What is Failure Mode and Effect Analysis?

What is Failure Mode and Effect Analysis?

A Failure Mode and Effect Analysis is a risk estimation technique, a comprehensive analysis of potential failure points in multiple system components, determining how resistant to breakdown the observed system is.

Along with identifying the weak spots - failure modes - teams also look at their potential causes and, especially, their potential effects on other system components - effect analysis. Possible failures, their probability of presenting, and the magnitude of their impact are expressed quantitatively in a chart.

Who uses an FMEA?

FMEA has roots in military systems management of the 1940s and applies to any process, product, or design analysis. Since the 1970s, it’s been popular with business sectors requiring the highest levels of reliability - aerospace industry, automotive, nuclear, oil & gas engineering, as well as healthcare. FMEA is popularly used by Lean Six Sigma practitioners, as it aligns perfectly with its zero-defects program.

Why does it pay to do Failure Mode and Effect Analysis?

Appreciating possible scales of damage in a military system or a gas plant failure is not hard. But the same applies to your business - defects, production halts, service downtime, and product recalls are costly and negatively impact your reputation and customers’ satisfaction levels (or safety!), which, in turn, reflects on your revenue.
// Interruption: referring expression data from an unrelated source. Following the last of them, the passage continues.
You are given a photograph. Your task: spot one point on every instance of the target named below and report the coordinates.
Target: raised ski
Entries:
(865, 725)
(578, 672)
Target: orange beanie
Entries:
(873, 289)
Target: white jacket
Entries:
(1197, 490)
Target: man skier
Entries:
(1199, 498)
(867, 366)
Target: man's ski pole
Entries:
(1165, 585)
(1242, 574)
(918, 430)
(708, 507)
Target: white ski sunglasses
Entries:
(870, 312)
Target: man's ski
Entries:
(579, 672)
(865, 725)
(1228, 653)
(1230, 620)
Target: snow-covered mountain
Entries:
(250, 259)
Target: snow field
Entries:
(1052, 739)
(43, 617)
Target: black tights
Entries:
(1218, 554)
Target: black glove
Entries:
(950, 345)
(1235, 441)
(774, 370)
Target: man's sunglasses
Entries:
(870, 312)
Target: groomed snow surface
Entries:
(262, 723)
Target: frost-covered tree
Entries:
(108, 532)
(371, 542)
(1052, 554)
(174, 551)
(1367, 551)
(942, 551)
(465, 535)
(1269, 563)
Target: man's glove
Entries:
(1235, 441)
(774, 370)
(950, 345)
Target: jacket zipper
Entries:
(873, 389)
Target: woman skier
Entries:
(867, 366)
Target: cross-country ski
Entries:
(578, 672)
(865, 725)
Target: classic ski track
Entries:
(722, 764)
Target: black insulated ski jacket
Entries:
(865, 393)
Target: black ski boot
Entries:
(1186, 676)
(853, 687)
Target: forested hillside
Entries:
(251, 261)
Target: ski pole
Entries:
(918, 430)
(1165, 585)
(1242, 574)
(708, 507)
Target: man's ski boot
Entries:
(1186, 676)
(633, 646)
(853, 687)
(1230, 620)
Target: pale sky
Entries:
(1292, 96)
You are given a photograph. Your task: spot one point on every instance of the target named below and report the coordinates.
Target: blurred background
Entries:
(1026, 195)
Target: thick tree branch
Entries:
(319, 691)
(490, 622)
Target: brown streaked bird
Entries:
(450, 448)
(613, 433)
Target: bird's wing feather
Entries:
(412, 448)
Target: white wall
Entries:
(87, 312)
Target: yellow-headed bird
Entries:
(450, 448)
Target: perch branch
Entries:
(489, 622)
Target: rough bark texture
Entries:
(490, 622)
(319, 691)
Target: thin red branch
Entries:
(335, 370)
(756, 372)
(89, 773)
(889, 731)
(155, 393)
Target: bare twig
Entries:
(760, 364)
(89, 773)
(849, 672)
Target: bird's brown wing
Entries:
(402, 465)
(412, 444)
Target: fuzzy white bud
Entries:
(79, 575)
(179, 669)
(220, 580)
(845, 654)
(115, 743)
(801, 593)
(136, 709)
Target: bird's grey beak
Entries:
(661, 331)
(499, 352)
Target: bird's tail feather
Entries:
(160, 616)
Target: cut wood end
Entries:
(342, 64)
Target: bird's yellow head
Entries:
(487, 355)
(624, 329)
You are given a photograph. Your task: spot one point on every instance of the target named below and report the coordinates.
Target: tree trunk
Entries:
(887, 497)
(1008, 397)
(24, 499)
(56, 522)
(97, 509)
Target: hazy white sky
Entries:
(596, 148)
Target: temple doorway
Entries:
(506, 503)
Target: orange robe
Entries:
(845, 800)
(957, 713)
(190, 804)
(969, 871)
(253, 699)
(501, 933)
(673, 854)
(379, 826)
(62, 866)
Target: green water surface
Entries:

FMEA provides a systematical, inter-disciplinary approach to analyzing potential issues and their impact on a given system. Thereby, the key is to clearly distinguish between the cause and the effect: the likelihood of a cause occurring might be tiny; yet, its effect might be disastrous. Imagine a core meltdown in a nuclear power plant hit by an aircraft - the cause (or the probability of it occurring) and effect can be disproportional to one another! Not every subject of an FMEA is that serious, of course.

The goal of a sustainable, effective production process should be to have quality checking measures in place from the get-go - to design quality into the product, rather than inspect for it later.

It’s beneficial to do an FMEA when:

  • Redesigning a process/product or changing the way an existing process flows
  • Before issuing a control plan or before improvements are considered
  • Whenever you’re looking to analyze a process or a product’s weaknesses and need to prioritize which of them are critical.
    Sometimes, the technique is extended to Failure Mode, Effects & Criticality Analysis (FMECA) to name the critical concerns specifically.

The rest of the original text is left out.